Personal information
- Nationality: Italian
- Born: 4 September 1934 (age 90) Rimini, Italy

Sport
- Country: Italy
- Sport: Sailing
- Event: Sailing yacht

= Cino Ricci =

Italian yachtsman (born 1934)

Cino Ricci (4 September 1934) is an Italian yachtsman and professional sailor. He was skipper of Azzurra at the 1983 Louis Vuitton Cup and 1987 Louis Vuitton Cup.

==Biography==
Ricci was born in Rimini. At a very young age he started working at sea, first on fishing boats and later as skipper for touristic vessels. In 1965 he started sailing professionally.

==Azzurra==
In 1982 Ricci was contacted by Gianni Agnelli to run Azzurra, the first serious attempt in Italy to field a boat at the America's Cup.

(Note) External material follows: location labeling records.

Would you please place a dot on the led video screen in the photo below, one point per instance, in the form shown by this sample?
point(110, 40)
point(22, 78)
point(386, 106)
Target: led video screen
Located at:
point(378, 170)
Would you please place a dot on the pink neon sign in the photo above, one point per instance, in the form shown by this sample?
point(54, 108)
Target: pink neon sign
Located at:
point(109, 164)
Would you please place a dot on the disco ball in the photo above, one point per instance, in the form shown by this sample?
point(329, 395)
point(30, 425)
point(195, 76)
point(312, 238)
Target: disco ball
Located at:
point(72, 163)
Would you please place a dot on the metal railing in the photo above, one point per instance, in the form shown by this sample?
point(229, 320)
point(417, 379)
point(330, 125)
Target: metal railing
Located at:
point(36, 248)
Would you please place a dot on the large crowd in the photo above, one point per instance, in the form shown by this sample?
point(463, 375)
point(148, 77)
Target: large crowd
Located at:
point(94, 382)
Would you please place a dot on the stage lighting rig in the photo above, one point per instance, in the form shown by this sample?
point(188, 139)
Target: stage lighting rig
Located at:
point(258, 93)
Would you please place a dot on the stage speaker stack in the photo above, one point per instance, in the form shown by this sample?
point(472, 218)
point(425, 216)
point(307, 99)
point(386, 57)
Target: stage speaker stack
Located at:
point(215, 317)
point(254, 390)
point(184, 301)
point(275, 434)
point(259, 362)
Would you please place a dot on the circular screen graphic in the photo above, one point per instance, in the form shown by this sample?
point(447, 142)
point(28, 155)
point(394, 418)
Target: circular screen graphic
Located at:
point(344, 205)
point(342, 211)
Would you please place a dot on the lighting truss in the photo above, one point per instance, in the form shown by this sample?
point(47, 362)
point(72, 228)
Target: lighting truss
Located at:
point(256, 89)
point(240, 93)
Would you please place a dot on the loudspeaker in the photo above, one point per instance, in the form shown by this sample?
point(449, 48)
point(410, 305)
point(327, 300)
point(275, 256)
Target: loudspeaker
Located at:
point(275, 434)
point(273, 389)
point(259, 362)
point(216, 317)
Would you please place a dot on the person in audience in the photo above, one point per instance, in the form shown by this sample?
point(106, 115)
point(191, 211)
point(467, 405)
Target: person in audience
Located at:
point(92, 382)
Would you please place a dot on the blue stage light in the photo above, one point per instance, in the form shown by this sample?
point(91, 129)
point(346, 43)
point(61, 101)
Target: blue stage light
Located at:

Managed by Luca Cordero di Montezemolo and funded by Aga Khan IV and Agnelli, the yacht was built with the aid of Ambrosini. Azzurra (I-4) proved to be a competitive new challenge. Skippered by Ricci and with Mauro Pelaschier on the helm, the team won 24 of 49 races at the 1983 Louis Vuitton Cup.

In 1988 Ricci retired from competitive sailing to start working as television and journalistic commentator on the main nautical events, He has also organized sailing events, including the Giro d'Italia Sailing, a stage race that takes place annually by circumnavigating the peninsula.